12. Ich weiß wohl, mit was für
Entschuldigungen man die unersättliche Begierde des Fleisches bemäntelt. Man
schützt vor, die Notwendigkeit einer Hilfe in Besorgung des Hauswesens und
Überwachung der Dienerschaft, die Bewahrung der Kasse und der Schlüssel, die
Aufsicht in der Spinnstube, die Leitung der Küche und die Abnahme der
Sorgen33). Natürlich, nur eines Ehemannes Haus ist wohlbestellt.

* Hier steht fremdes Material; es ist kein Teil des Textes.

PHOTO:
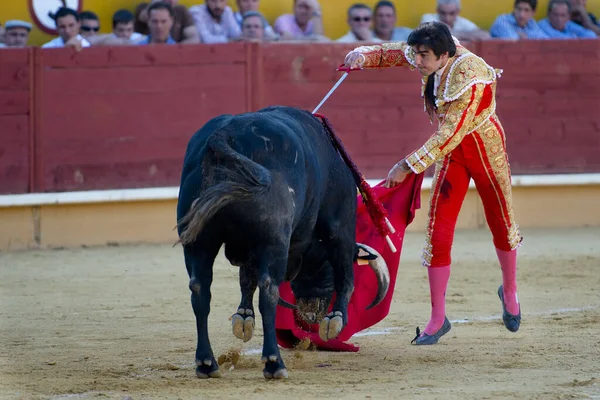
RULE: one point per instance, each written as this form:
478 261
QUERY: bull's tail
240 179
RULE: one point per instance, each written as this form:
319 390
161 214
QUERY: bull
271 187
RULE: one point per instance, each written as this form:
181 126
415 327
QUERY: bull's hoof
243 324
331 326
275 369
207 369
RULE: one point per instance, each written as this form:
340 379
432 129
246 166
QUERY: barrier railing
114 118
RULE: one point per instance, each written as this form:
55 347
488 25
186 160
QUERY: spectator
123 21
385 23
17 33
215 22
183 31
448 12
123 33
245 6
520 24
67 25
90 24
254 27
558 24
581 16
360 20
305 23
160 23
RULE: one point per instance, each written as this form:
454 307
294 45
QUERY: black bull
271 186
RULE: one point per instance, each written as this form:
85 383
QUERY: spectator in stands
448 12
581 16
305 23
17 33
254 27
183 31
215 22
360 19
384 20
160 23
558 24
245 6
90 24
123 21
67 25
122 34
520 24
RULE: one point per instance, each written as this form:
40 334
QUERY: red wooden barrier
120 117
15 134
549 103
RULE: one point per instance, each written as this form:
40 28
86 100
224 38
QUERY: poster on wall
41 12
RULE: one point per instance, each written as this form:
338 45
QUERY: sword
347 71
339 82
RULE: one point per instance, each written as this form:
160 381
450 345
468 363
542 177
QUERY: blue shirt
148 40
572 31
506 27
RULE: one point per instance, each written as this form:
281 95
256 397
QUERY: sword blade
339 82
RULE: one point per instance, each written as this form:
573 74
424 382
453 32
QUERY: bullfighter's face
426 60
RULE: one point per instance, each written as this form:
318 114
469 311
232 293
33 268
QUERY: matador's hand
354 59
397 174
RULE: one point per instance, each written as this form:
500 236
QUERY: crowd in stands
167 22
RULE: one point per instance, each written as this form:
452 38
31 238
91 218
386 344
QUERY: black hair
88 15
63 12
384 3
161 5
552 3
532 3
433 35
122 17
436 36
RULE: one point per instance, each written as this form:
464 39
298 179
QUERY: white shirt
437 77
58 42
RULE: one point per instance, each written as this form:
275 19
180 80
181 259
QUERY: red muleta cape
401 203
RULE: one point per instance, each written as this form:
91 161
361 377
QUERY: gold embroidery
492 136
438 177
395 54
449 135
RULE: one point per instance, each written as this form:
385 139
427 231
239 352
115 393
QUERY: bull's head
314 290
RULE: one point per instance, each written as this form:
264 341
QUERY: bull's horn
285 304
382 273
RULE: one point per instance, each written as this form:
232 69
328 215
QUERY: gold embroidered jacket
465 98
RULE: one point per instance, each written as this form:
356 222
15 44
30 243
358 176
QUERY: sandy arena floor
116 323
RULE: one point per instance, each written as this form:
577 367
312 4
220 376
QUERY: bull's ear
364 255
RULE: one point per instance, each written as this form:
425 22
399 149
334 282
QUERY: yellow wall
483 12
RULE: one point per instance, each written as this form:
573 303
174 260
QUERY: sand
116 323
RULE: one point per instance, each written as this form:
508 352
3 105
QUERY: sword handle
344 68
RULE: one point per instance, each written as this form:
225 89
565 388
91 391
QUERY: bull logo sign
41 12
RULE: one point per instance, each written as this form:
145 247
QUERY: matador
459 91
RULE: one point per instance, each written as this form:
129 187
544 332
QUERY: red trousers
481 155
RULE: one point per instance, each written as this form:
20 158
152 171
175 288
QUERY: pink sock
438 281
508 263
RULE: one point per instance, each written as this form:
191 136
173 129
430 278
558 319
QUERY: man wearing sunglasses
360 21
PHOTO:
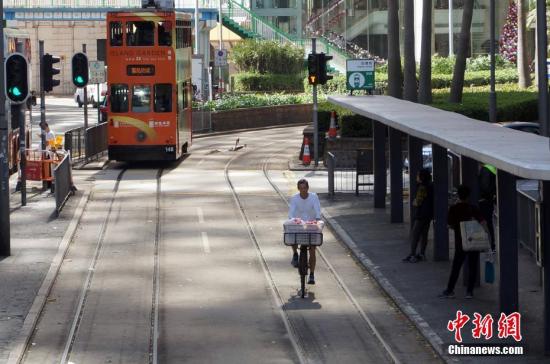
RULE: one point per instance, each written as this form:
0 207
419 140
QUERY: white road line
201 215
205 242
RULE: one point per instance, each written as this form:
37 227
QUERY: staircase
246 24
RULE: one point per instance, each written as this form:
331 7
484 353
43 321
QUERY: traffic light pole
4 168
315 120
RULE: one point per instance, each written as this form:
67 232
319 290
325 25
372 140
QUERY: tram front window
141 98
119 97
140 33
163 97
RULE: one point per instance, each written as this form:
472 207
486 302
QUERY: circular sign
356 80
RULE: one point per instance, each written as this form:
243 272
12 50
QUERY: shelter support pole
415 164
469 177
545 236
441 183
396 176
379 153
507 241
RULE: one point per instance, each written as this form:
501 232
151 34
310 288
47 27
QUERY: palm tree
410 93
522 61
462 51
425 84
394 56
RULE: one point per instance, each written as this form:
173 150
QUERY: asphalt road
190 267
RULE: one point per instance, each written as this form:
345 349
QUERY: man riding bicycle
305 205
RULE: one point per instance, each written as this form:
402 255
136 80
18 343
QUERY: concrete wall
62 39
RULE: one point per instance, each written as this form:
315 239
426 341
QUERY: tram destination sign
360 74
140 70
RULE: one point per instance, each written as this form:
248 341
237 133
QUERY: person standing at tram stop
423 205
487 198
305 205
463 211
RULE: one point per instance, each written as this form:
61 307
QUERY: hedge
477 78
268 82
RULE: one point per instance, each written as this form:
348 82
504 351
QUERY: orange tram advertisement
149 80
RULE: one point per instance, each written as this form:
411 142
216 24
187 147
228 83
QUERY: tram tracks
294 335
81 307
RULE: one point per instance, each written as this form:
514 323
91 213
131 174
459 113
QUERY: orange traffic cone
306 158
332 127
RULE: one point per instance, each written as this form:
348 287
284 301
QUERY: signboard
97 71
220 59
360 74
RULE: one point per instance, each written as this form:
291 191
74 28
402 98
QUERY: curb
433 338
19 345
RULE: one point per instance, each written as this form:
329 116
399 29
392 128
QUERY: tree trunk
425 86
522 59
411 92
394 56
457 84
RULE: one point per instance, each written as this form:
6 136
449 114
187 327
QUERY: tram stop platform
380 247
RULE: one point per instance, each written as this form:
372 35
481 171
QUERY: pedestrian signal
48 72
16 70
80 69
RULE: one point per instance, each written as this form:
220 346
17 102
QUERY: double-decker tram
149 80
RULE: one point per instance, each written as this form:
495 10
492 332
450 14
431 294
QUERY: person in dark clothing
462 211
487 196
423 205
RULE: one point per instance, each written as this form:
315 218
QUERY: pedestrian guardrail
63 183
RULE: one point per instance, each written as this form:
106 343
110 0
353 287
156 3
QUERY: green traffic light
15 91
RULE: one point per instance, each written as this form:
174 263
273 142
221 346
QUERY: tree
411 92
394 56
523 62
457 84
425 84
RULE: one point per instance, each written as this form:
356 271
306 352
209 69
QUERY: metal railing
63 183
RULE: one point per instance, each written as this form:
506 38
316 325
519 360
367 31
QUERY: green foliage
513 104
268 82
230 102
261 56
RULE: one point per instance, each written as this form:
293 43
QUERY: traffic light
323 76
16 69
313 68
48 72
80 69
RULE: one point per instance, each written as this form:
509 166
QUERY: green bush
268 82
513 104
261 56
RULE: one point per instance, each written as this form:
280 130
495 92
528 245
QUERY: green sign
360 74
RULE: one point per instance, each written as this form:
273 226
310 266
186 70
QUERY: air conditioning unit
159 4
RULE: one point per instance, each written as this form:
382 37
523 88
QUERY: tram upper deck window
140 33
163 97
141 98
165 33
115 33
119 97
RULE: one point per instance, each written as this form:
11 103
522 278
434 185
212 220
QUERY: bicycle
304 240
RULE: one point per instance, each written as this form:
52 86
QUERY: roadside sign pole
315 108
5 173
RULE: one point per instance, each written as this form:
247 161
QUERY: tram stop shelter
515 154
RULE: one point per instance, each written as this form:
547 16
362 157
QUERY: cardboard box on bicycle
298 232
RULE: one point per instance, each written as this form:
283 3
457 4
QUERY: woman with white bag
461 212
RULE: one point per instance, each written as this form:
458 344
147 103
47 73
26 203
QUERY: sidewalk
37 241
380 246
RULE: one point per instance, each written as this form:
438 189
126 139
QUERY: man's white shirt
305 209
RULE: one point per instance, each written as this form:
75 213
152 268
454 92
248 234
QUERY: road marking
205 242
201 215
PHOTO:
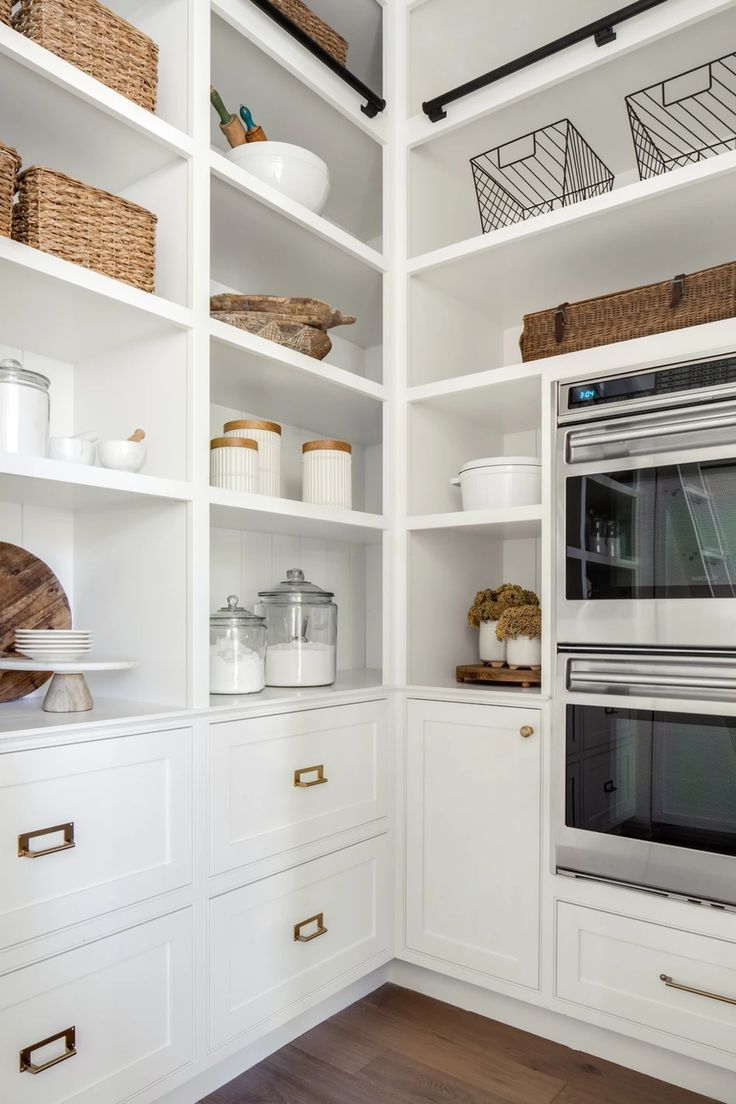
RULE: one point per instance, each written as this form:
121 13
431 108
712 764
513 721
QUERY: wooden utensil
31 596
254 133
230 125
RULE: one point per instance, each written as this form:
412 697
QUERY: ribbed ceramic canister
234 464
327 470
268 435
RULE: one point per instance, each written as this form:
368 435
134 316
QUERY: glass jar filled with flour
237 649
301 621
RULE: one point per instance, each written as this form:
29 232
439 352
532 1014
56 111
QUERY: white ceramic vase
490 648
524 651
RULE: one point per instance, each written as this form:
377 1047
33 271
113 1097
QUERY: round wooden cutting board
31 596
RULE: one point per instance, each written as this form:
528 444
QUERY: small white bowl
71 449
121 455
292 170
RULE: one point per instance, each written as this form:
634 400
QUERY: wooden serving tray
515 676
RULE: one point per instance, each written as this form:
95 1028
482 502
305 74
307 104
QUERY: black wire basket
684 119
544 170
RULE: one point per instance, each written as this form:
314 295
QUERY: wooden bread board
307 311
31 596
513 676
306 339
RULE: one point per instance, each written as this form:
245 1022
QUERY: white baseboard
664 1064
216 1075
667 1065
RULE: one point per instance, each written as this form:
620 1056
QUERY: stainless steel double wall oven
646 628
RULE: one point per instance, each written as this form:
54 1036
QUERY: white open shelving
145 558
429 377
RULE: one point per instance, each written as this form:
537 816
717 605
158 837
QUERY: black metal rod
373 102
601 30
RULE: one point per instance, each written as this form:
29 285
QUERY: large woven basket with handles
10 162
86 225
706 296
316 28
96 40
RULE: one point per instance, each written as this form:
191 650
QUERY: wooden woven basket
95 40
10 162
85 225
316 28
706 296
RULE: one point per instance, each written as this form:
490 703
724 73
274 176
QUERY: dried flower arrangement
490 604
520 621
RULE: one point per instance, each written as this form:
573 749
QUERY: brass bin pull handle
68 1035
319 771
699 993
24 850
321 930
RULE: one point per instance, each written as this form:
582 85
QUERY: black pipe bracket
601 31
373 104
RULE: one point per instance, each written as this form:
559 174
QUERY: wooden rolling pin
230 125
253 133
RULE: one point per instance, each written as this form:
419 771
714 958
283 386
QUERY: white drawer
129 999
258 967
264 800
615 965
126 803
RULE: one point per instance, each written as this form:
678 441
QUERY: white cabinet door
123 813
116 1014
279 782
472 837
676 982
277 942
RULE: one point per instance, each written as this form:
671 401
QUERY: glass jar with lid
23 410
301 621
237 649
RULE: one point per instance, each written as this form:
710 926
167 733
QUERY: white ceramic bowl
121 455
498 481
295 171
71 449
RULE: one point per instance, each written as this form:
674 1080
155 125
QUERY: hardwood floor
397 1047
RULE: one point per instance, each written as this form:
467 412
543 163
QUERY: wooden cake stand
67 691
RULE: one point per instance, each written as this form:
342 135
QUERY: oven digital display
584 394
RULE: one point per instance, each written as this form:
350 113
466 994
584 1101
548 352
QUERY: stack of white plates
52 645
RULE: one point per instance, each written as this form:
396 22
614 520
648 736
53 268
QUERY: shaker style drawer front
275 942
672 980
277 783
89 827
102 1021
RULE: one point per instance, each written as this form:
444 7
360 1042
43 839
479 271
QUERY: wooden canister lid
252 424
337 446
233 443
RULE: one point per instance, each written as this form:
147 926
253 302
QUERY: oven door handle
629 432
614 678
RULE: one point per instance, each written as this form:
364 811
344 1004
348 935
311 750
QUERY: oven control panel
674 378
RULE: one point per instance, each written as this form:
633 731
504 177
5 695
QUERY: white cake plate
67 691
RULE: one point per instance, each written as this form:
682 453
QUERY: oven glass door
664 777
654 532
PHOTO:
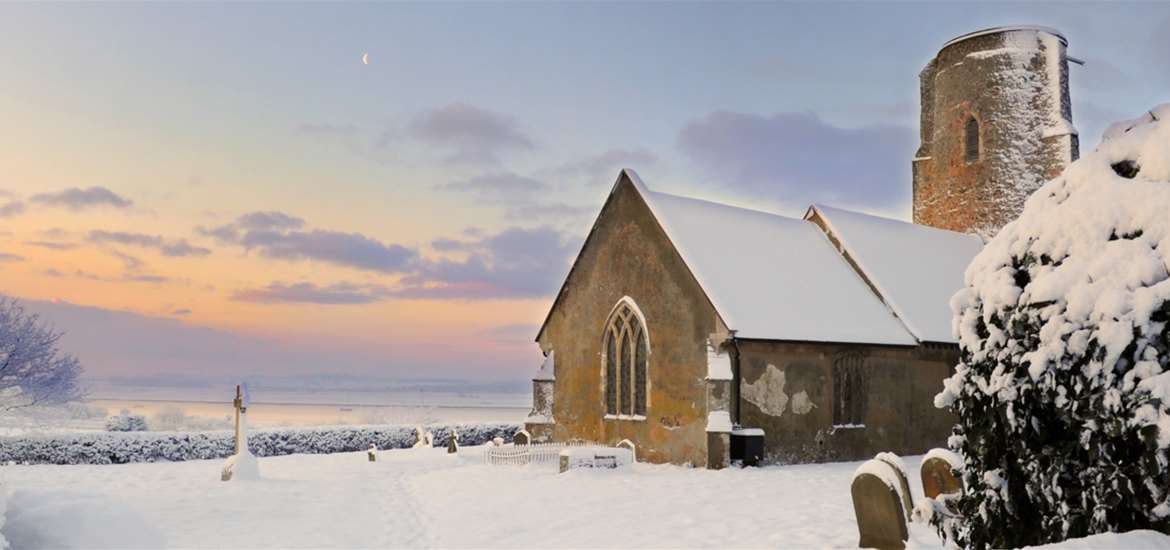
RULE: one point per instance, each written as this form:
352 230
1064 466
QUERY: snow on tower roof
770 276
914 268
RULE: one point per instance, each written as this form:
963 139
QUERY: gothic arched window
625 356
971 141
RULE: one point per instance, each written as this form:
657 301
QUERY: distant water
185 408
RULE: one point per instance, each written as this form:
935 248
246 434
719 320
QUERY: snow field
428 499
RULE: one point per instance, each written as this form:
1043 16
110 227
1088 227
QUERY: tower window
851 389
972 139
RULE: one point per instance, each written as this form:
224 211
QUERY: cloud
52 245
515 263
336 294
496 186
603 169
269 220
273 234
515 332
172 248
76 199
799 158
12 208
469 133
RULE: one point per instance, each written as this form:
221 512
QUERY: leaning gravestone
453 442
938 468
625 444
878 506
899 467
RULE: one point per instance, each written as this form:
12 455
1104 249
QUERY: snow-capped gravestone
1062 391
879 506
938 468
899 467
607 458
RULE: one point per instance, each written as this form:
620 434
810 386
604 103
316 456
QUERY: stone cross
938 476
881 522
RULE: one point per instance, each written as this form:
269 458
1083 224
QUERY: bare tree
33 370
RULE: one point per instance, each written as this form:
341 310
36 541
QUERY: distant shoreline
195 401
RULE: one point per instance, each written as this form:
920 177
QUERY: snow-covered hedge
1062 392
123 447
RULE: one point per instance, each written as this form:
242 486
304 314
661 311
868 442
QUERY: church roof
914 268
771 276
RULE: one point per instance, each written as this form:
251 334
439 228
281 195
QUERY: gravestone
625 444
608 458
878 507
899 467
938 474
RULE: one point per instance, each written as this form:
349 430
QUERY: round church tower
996 124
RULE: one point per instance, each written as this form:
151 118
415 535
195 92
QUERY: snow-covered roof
770 276
916 269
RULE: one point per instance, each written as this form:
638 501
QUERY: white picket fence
530 454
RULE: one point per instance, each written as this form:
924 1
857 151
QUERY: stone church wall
787 390
630 255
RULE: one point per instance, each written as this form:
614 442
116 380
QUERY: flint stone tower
996 124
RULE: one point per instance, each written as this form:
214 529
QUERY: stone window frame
967 138
851 389
618 323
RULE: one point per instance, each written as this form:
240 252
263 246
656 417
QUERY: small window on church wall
626 358
972 139
851 389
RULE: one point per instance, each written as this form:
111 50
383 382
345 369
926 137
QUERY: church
688 327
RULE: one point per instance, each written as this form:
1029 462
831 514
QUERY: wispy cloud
603 169
274 234
52 245
515 263
76 198
12 208
799 158
172 248
468 133
336 294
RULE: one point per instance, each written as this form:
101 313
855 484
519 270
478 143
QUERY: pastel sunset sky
210 190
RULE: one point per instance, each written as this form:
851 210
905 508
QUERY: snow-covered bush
125 423
123 447
1062 392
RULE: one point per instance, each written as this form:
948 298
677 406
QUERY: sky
221 190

Es gehen unter die Haushaltungen der Ehelosen, Hab und Gut der Kastraten, der
Besitz der Soldaten und Reisenden geht, weil sie ohne Gattinnen sind, immer
zugrunde! Aber sind wir denn nicht auch Soldaten, und zwar unter einer noch
viel strengeren Kriegszucht, weil Soldaten eines so erhabenen Herrschers? Sind
wir nicht auch Pilgrime in dieser Welt? Warum, mein Christ, steht es so mit
dir, daß du ohne eine Ehefrau nicht fertig werden kannst? Hast du noch immer
eine Teilnehmerin an den Lasten des Hauswesens notwendig, gut, dann habe irgend
eine geistige Ehefrau! Nimm dir irgend eine von den Witwen, deren Schönheit im
Glauben, deren Mitgift in der Armut, deren Auszeichnung im Alter besteht. Das
wird eine löbliche Heirat sein. Derartige Gattinnen kann man sogar mehrere
haben, und es ist Gott angenehm.
Es kommt auch vor,
daß Christen, für die es doch kein Morgen gibt, auf Nachkommenschaft bedacht
sind. Leibeserben sollte der Knecht Gottes sich wünschen, er, der sich selbst
zum Enterbten vor der Welt gemacht hat!? Es sollte ein Grund sein, sich zu
wiederholten Malen zu verehelichen, wenn man aus der vorigen Ehe keine Kinder
hat!? Demzufolge wird man es für das
höchste Gut halten, lange zu
leben, während der Apostel zum Herrn eilte. Man wird ganz gewiß bei den
Verfolgungen der Bereitwilligste, beim Martyrium der Standhafteste, der
Willfährigste beim Hergeben, der Zurückhaltendste im Erwerb sein, und zuletzt
mit besonderer Ruhe sterben, da man ja Kinder hinterläßt, welche uns vielleicht
ein Begräbnis besorgen. Werden solche Leute vielleicht durch die Sorge um den
Staat dazu bewogen? Damit die Städte nicht ausstürben, wenn nicht für Nachwuchs
gesorgt wird, die gesetzlichen Rechte und der Handel nicht zugrunde gehen, die
Tempel nicht leer stehen und damit es nicht an Leuten fehlt, die das Geschrei
erheben: Die Christen vor die Löwen! Solche Rufe sind es, welche die zu hören
wünschen, die nach Kindern verlangen.
Zur Anempfehlung des
Witwenstandes dürften schon die, zumal bei uns eintretenden Ungelegenheiten,
welche durch Kinder versucht werden, genügen34); zur Aufziehung derselben
müssen die Menschen ja sogar erst durch Gesetze angehalten werden, weil kein
weiser Mann von freien Stücken jemals nach Kindern verlangt. Was wirst du also
tun, wenn du die neue Gattin mit dem, was du verstehst, in andere Umstände
versetzt hast? Willst du dann etwa das Empfangene durch Arzneimittel
beseitigen? Mich dünkt, es ist uns ebenso wenig erlaubt, einen in der Geburt
begriffenen Menschen als einen schon geborenen zu töten. Aber vielleicht wirst
du dich erkühnen, in jener Zeit, wo deine Frau schwanger ist, ein Heilmittel
für diesen großen Kummer von Gott zu erbitten, weil du das in deiner Gewalt befindliche
Heilmittel35) verschmäht hast. Vermutlich wird man sich eine
unfruchtbare Frau besorgen oder eine, die schon im kälteren Alter steht?! Sehr
weise und vor allem auch der Religion entsprechend! Denn daran, daß eine
Unfruchtbare oder eine Greisin durch den Willen Gottes geboren habe36), glauben wir ja nicht. Das
kann
um so leichter geschehen, wenn
jemand dadurch, daß er in dieser Weise auf seine Vorsicht vertraut, die
Feindschaft Gottes herausfordert. Wir kennen z. B. einen Fall, wo einer von den
Mitbrüdern, da er um seiner Tochter willen in zweiter Ehe eine Unfruchtbare
genommen hatte, nochmals Vater wurde, wie er nochmals Gatte geworden war.